When I was young, the year 2000 was such a crazy distant future it put visions of hoverboards and laserbeams in our heads. Which was not so far off. In the actual year 2000, I was a sophomore in college, and had a livejournal. This was an early iteration of blogging, or maybe an early iteration of facebook, I am not sure. But I had one. I kept up with it for approximately two weeks. Mostly to keep tabs on the inner workings of a boy I had a crush on, who was super techie and inscrutable, so livejournal was a perfect window into his soul. or whatever emoji best represented his soul.
In the year 2003, I was living in Texas for a couple of years, having followed a boyfriend and the promise of employment there. I absolutely hated it. I kept a blog of restaurant reviews and other musings and rants, and it does not surprise me now that I faithfully maintained that thing through my entire 2 year tenure in Texas. It was my way of reaching out to the non-Texas world.
I returned to my native Southern California in 2005, joined Facebook and its various social networking predecessors, and did not give blogging much thought. I have kept journals to varying degrees of success my entire life, but there is something very different and appealing about blogs.
Nearly two years ago, when my two small children were even tinier, I decided to stop looking for full time employment, and throw myself into a hobby. I had my friend Katy show me how to use the sewing machine I had received the year before for Christmas. And I fell down a crazy rabbit hole from which I have (thankfully) never emerged. I went from working as a solo practice attorney to being a slightly depressed mother of two babies, and then leapt feverishly and headlong into being a full-time quilter and crafter.

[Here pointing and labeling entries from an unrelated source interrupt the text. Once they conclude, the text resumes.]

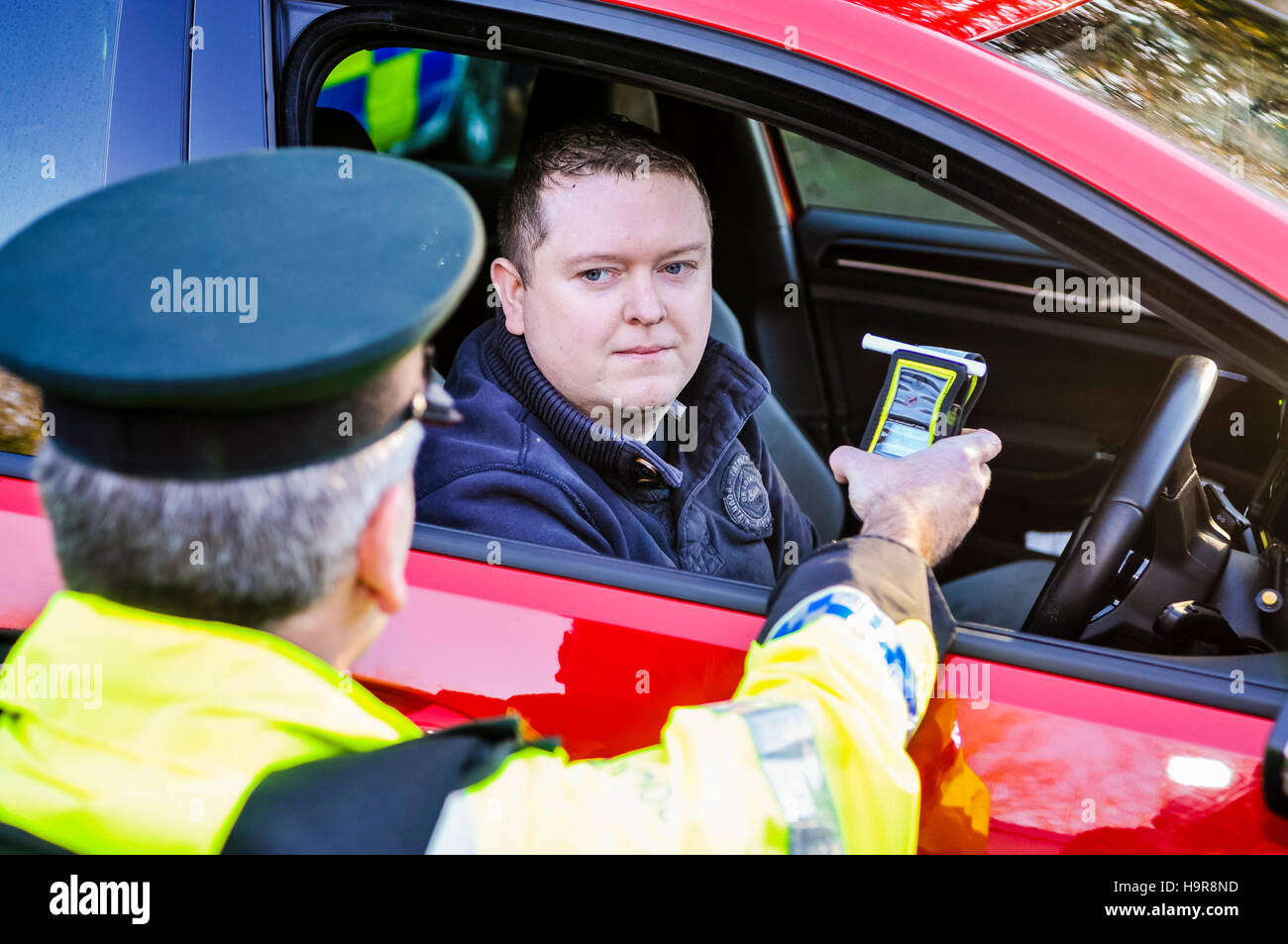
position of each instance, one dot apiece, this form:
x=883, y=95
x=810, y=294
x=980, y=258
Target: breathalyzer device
x=928, y=391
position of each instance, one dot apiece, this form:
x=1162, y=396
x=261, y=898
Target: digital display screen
x=907, y=426
x=898, y=439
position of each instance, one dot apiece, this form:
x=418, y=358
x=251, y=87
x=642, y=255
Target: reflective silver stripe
x=785, y=743
x=452, y=832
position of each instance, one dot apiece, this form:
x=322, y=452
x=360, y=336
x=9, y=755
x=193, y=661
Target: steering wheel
x=1117, y=517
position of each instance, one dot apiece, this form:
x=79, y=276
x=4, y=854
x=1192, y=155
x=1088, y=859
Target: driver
x=600, y=416
x=599, y=413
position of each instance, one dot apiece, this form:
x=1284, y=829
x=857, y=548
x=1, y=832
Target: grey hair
x=246, y=552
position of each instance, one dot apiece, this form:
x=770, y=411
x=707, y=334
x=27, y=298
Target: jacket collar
x=724, y=391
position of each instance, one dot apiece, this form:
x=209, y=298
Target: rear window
x=1207, y=75
x=832, y=178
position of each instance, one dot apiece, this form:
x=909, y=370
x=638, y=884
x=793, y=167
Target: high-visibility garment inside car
x=807, y=756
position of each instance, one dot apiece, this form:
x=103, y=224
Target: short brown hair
x=613, y=146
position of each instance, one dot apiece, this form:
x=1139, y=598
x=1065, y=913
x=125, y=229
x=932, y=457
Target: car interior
x=815, y=246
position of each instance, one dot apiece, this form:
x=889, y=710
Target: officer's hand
x=927, y=500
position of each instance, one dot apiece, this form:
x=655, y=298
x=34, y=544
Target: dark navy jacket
x=526, y=465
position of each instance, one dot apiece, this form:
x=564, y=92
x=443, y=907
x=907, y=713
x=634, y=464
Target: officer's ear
x=384, y=545
x=509, y=291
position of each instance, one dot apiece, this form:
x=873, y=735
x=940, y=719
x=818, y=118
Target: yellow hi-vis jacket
x=809, y=756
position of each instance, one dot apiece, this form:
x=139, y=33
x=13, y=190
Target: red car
x=1091, y=194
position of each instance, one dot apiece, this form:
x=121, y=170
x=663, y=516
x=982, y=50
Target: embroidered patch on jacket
x=745, y=496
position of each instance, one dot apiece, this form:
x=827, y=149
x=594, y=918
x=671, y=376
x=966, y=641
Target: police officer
x=235, y=395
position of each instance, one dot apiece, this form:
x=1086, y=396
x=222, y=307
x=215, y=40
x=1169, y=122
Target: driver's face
x=617, y=304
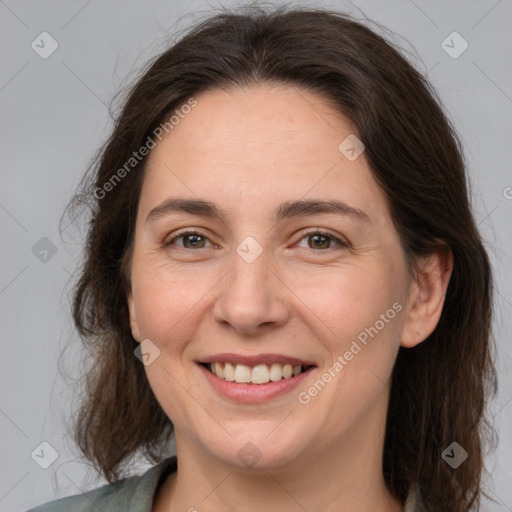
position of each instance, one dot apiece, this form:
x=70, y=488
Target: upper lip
x=255, y=360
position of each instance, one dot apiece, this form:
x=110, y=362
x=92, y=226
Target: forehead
x=259, y=146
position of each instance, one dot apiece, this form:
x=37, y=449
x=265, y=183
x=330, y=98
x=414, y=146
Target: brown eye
x=191, y=240
x=319, y=240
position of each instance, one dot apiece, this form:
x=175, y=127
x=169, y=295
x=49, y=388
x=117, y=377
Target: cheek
x=168, y=299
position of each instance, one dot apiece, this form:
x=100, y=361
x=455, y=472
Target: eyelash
x=326, y=234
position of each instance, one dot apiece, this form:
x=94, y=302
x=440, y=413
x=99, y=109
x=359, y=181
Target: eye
x=191, y=240
x=322, y=239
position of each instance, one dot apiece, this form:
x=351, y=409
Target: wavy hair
x=440, y=388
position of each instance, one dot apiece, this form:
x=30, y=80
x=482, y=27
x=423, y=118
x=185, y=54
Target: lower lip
x=253, y=393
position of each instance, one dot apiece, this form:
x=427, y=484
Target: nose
x=251, y=298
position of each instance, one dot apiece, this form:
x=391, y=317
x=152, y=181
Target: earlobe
x=426, y=297
x=133, y=318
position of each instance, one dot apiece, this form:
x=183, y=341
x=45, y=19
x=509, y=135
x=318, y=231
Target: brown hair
x=440, y=388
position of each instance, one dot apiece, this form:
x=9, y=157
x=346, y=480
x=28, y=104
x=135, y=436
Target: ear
x=427, y=293
x=134, y=326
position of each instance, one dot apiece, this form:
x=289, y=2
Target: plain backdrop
x=54, y=116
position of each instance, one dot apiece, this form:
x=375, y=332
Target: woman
x=283, y=270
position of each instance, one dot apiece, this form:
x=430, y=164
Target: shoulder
x=134, y=494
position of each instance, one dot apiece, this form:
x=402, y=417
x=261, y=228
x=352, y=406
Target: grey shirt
x=136, y=494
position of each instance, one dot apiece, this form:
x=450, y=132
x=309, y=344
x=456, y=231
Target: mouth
x=258, y=374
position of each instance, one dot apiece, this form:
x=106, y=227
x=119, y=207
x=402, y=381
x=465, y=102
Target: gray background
x=53, y=118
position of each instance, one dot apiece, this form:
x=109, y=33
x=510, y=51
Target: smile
x=258, y=374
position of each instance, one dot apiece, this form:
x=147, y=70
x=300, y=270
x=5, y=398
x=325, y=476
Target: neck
x=346, y=477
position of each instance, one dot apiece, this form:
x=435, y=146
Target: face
x=263, y=279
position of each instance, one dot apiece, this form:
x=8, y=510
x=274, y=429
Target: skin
x=248, y=150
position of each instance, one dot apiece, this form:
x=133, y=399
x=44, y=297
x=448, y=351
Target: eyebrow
x=286, y=210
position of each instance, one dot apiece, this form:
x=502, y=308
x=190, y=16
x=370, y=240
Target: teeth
x=276, y=372
x=260, y=374
x=242, y=373
x=229, y=372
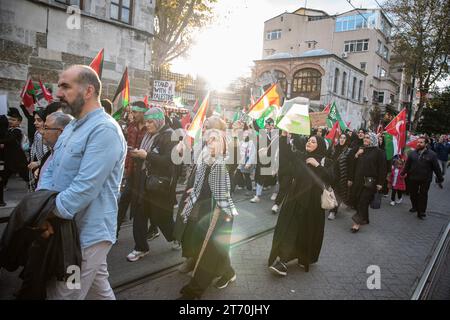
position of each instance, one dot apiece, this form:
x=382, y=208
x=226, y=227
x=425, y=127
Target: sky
x=226, y=49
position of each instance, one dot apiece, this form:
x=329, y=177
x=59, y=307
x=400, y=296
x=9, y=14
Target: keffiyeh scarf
x=219, y=182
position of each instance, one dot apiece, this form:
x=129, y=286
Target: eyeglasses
x=53, y=129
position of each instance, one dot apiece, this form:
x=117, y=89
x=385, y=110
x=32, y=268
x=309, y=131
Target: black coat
x=372, y=163
x=300, y=226
x=159, y=163
x=42, y=259
x=421, y=168
x=15, y=158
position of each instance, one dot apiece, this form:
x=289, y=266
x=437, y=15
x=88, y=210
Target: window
x=356, y=45
x=385, y=52
x=359, y=90
x=121, y=10
x=273, y=35
x=336, y=80
x=354, y=88
x=344, y=81
x=77, y=3
x=363, y=66
x=307, y=83
x=354, y=22
x=275, y=76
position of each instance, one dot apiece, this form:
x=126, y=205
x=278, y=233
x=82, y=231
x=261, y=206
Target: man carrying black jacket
x=419, y=168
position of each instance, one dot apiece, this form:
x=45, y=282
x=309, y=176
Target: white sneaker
x=136, y=255
x=176, y=245
x=275, y=209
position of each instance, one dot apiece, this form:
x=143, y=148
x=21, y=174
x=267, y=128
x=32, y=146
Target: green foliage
x=176, y=21
x=436, y=116
x=422, y=41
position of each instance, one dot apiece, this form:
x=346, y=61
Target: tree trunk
x=420, y=107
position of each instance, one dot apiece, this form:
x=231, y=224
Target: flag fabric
x=47, y=95
x=269, y=98
x=97, y=63
x=27, y=95
x=196, y=125
x=333, y=116
x=390, y=146
x=334, y=134
x=294, y=116
x=397, y=129
x=185, y=120
x=268, y=113
x=124, y=90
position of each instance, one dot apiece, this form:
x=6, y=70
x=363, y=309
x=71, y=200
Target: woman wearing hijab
x=367, y=177
x=341, y=164
x=300, y=226
x=156, y=183
x=208, y=212
x=38, y=148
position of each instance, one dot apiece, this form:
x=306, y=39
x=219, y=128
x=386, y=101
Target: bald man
x=86, y=169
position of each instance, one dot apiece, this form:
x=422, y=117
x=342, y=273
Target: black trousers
x=418, y=192
x=285, y=183
x=362, y=205
x=398, y=192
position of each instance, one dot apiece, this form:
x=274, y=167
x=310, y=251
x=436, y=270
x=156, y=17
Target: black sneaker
x=223, y=282
x=279, y=268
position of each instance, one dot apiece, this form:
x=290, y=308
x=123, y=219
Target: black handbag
x=376, y=202
x=154, y=183
x=369, y=182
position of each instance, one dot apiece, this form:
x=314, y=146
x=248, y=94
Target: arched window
x=359, y=90
x=272, y=76
x=344, y=82
x=306, y=83
x=354, y=88
x=336, y=80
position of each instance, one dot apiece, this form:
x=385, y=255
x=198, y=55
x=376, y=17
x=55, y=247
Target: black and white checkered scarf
x=219, y=183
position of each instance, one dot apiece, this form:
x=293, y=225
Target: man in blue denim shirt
x=87, y=169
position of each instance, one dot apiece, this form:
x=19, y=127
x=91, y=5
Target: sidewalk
x=395, y=240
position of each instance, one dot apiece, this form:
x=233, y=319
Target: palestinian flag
x=395, y=136
x=47, y=95
x=333, y=135
x=124, y=90
x=294, y=116
x=333, y=116
x=28, y=95
x=97, y=63
x=269, y=98
x=195, y=128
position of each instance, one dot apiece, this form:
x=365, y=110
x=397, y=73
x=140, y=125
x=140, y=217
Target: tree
x=176, y=22
x=422, y=42
x=436, y=115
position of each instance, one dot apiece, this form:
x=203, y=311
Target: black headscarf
x=320, y=151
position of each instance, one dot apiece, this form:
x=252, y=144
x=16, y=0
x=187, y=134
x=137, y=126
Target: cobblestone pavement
x=396, y=241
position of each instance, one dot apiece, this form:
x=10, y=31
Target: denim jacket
x=87, y=168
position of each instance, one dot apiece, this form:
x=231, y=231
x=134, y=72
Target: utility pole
x=411, y=96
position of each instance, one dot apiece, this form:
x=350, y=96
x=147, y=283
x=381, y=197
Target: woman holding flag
x=208, y=212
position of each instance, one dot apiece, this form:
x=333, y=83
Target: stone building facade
x=312, y=75
x=41, y=38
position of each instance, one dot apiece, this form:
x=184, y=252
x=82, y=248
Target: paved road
x=395, y=241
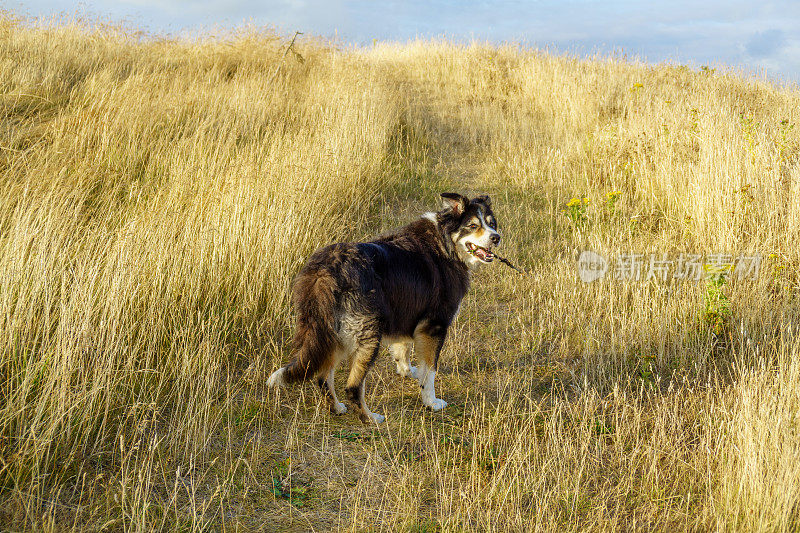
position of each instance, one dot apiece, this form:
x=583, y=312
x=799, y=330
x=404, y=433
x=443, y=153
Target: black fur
x=406, y=284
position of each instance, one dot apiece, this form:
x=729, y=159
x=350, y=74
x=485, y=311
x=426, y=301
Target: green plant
x=576, y=211
x=611, y=201
x=716, y=305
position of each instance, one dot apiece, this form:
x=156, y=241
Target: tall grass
x=157, y=196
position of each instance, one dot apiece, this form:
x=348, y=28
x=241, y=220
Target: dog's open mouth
x=481, y=253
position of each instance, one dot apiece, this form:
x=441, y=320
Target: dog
x=398, y=289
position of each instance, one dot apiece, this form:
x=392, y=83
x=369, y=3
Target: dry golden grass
x=157, y=196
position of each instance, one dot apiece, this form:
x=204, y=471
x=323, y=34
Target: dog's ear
x=483, y=199
x=455, y=201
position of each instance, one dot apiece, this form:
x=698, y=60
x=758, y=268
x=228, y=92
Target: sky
x=760, y=37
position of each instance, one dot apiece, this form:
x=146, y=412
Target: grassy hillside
x=157, y=196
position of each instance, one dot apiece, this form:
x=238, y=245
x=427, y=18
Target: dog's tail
x=315, y=339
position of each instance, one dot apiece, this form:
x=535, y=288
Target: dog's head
x=471, y=226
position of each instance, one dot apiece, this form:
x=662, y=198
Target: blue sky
x=757, y=36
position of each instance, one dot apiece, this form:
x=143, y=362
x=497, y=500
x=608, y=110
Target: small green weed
x=716, y=306
x=576, y=211
x=611, y=201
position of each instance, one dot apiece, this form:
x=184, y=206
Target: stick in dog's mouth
x=481, y=253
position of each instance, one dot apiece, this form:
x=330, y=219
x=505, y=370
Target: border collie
x=399, y=289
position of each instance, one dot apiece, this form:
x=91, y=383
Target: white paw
x=407, y=372
x=377, y=418
x=436, y=404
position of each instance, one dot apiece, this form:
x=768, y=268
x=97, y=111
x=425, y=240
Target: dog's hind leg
x=401, y=352
x=326, y=384
x=363, y=357
x=428, y=342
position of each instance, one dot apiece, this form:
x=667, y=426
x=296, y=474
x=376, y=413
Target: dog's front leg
x=401, y=352
x=427, y=346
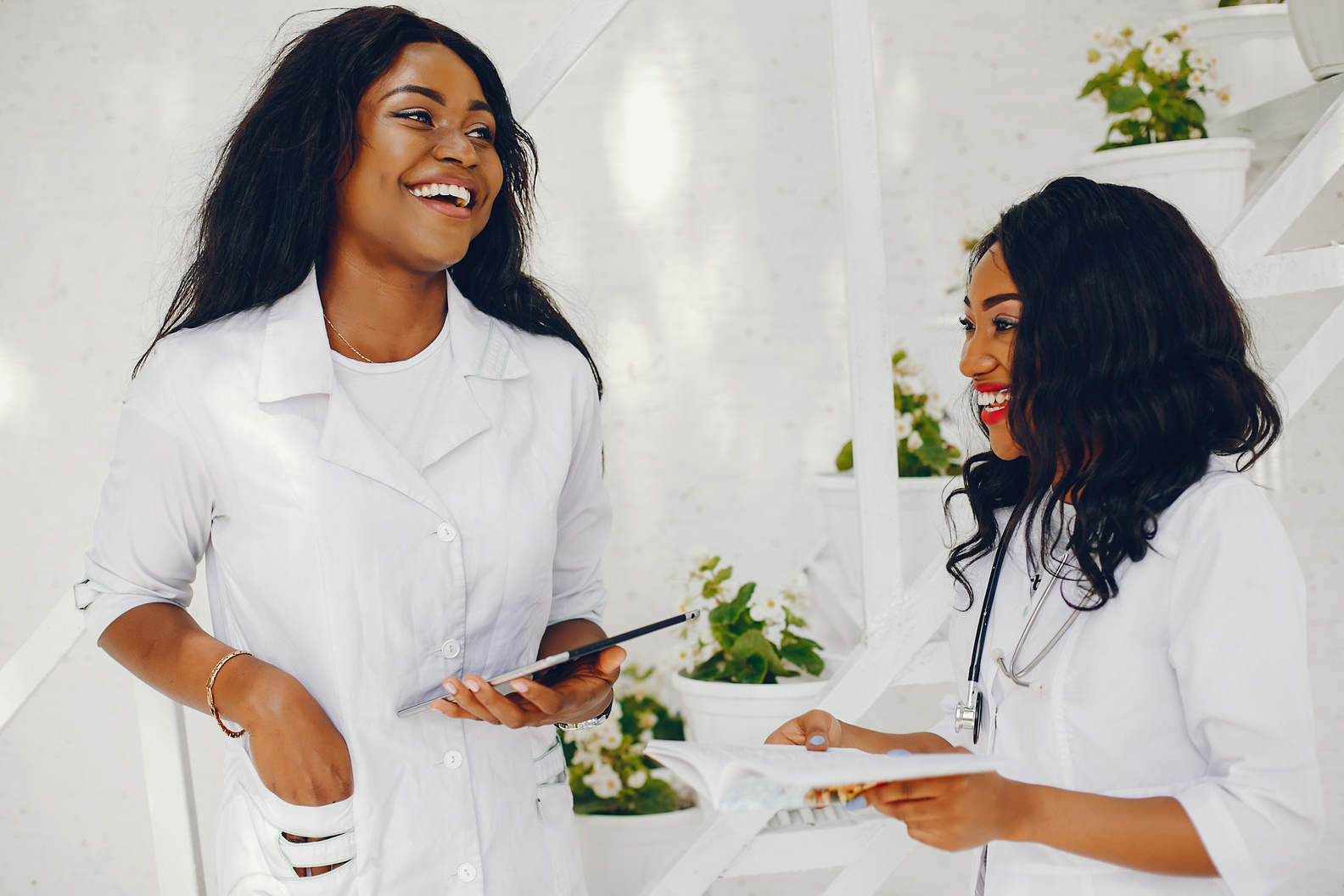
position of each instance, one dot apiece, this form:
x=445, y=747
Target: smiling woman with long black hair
x=382, y=438
x=1134, y=598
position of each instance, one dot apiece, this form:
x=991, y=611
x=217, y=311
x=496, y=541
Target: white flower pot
x=1256, y=53
x=1319, y=30
x=722, y=712
x=623, y=854
x=924, y=534
x=1206, y=179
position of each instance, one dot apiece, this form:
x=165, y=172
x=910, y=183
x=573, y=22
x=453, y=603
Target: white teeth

Part of me was a little embarrassed by this vocational shift. I was still connected to my teacher and lawyer and other professional friends. I am surrounded by other overeducated people like myself; we followed a treadmill that we were told was the ‘correct’ path for us. If you get the degrees, if you get the granite countertops, if you wear the suits, you are successful. But that equation only works if you define success as having those degrees, counters, and clothes. I can’t clearly define success yet, but it has to be related to the crazy passion that I feel for making things, and teaching my children to be self-sufficient thing-makers, too.
Of course, those teacher and lawyer and other professional friends might also be successful by each of their own definitions, and I really hope they are. I also hope it makes them happy to have an eccentric quilty friend in their contact list, who really wants their old clothes, so that I can cut them up and sew them back together.
However, I do know those friends are probably not going to be enthusiastic if my only forum for sharing quilting and kid art pics and tips is their Instagram feed. They have been supportive thus far, but if they only knew how many quilts I have NOT posted, they’d be blown away. So here’s a place for that.
I started this blog as a way of specifically connecting to the other eccentric quilty and crafty people that I know are out there. People who totally understand and wouldn’t even think to roll their eyes when I talk about my bobbin tension or mitered corners. People who don’t ‘go shopping’ as an activity because nobody wants to hear them say “I could make that” over and over. People who always watch movies with a skein of yarn or a stack of fabric hexies to keep them busy. These are my people, and that’s my whole deal.